Part of what makes Rodgers so special is his ability to turn a broken play into a big gain, getting outside the pocket and waiting until he finds an open man, throwing on the run.
It's resulted in countless dazzling plays and left many a defensive player shaking his head in wonder as he trudges down the field for the next snap.
But it also can leave Rodgers vulnerable. The more time he takes, the more chances a lineman or linebacker has to chase him down.
"Your mentality when you're blocking for him is make sure you stay engaged. You can't have a time clock in your head, thinking the ball might be gone," Lang said. "You've got to stay locked up with those guys, match their effort. As long as they're moving, you're moving to try and stay in front of them. Whenever we do that, we give Aaron some time, he tends to make a lot of big plays. That's definitely something that we work on a lot and we try to make sure we're good at."

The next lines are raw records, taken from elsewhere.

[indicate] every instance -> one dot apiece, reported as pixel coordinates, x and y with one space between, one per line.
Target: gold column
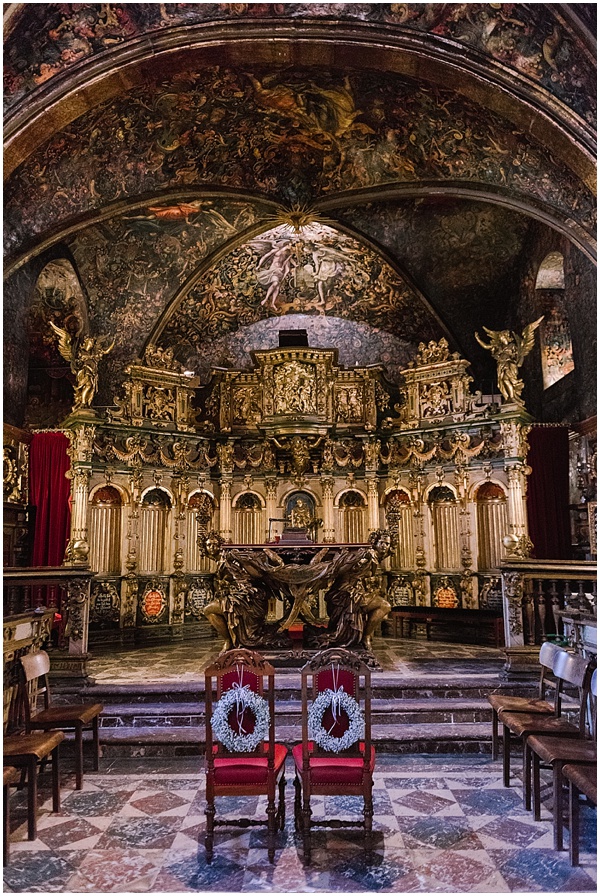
492 526
372 504
225 510
447 538
152 540
517 493
271 507
105 539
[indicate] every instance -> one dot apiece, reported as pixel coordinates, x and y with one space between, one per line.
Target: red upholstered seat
231 772
251 770
334 769
344 773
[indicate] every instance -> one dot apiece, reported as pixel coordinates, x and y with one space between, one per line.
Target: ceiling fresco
317 271
539 44
295 137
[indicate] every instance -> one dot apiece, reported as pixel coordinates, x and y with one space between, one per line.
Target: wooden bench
482 624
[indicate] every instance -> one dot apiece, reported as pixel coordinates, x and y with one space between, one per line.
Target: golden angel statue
83 355
509 350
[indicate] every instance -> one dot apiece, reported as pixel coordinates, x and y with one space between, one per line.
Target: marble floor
443 824
183 661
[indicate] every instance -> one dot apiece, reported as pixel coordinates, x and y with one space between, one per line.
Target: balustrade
547 599
47 591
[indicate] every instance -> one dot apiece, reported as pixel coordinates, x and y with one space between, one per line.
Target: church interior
300 362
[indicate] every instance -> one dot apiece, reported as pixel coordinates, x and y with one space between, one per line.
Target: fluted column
78 548
517 493
372 504
225 510
270 506
492 526
445 519
328 515
105 539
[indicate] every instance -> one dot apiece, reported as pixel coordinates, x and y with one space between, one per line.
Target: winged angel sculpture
83 354
509 350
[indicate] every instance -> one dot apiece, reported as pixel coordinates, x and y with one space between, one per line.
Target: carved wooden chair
25 752
566 667
538 705
10 776
583 779
235 764
324 765
76 717
555 751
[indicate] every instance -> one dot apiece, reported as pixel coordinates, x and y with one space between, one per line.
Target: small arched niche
555 333
399 519
248 526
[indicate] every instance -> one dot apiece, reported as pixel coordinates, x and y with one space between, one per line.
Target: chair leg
78 757
6 828
271 827
306 813
281 810
209 839
297 803
527 776
96 739
368 816
506 755
574 823
536 786
55 781
494 734
557 807
32 800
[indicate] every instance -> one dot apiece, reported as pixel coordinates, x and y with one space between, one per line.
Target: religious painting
537 43
153 602
295 136
445 592
300 510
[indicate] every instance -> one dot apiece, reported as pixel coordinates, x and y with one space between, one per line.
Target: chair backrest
333 669
548 654
34 686
233 669
574 670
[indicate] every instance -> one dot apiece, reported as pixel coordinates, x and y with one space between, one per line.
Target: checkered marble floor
442 824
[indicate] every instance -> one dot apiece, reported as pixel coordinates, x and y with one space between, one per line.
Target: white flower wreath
240 699
336 700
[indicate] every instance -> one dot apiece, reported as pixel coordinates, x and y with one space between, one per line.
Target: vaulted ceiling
190 174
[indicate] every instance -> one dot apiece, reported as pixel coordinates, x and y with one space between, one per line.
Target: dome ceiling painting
295 137
203 203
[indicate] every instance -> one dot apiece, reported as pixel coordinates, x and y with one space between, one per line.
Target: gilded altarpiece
185 459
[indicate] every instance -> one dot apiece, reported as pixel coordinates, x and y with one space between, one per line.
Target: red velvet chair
321 770
248 771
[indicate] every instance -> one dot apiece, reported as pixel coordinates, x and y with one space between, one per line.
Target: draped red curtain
49 491
548 493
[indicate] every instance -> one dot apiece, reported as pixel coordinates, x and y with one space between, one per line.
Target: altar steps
146 720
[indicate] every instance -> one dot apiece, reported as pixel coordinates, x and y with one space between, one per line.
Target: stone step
410 738
397 712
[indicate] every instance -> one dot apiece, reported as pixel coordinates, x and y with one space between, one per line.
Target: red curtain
548 493
49 491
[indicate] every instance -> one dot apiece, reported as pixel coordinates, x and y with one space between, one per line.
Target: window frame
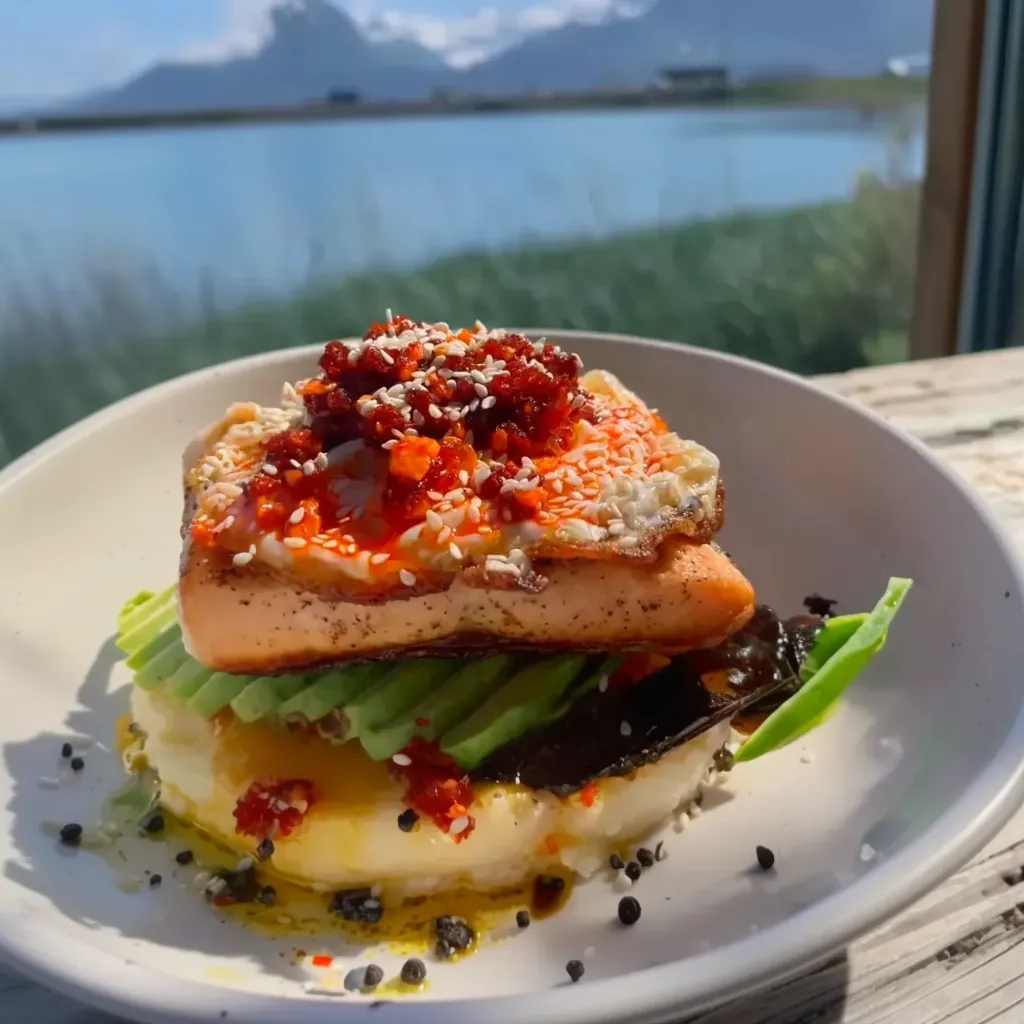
960 101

But the bigger challenge in protecting Rodgers - this season, at least - has been consistency.
Or a lack of it.
With a new center in Jeff Saturday and Marshall Newhouse in his first season as the full-time starter at left tackle, the Packers were clearly out of sync early on. Rodgers was sacked 16 times in the first three games, and 21 times through the first five.
No coincidence the Packers began the season 2-3.
Just as the line found its rhythm, right tackle Bryan Bulaga was lost to a season-ending hip injury on Nov 4. Over the next six weeks, the Packers would use four different starting combinations on the offensive line, including rookie free agent Don Barclay at right guard.
"It's a hard thing to do," right guard Josh Sitton said. "I had to do it as a rookie, be the sixth man on the O-line, and having to come in and not knowing you're going to be in, not knowing when you're going to play and then finally getting your chance, it's a tough thing to do."
And yet, the Packers have found stability among the chaos.
The running game, which depends on a stout offensive line, has taken off, too.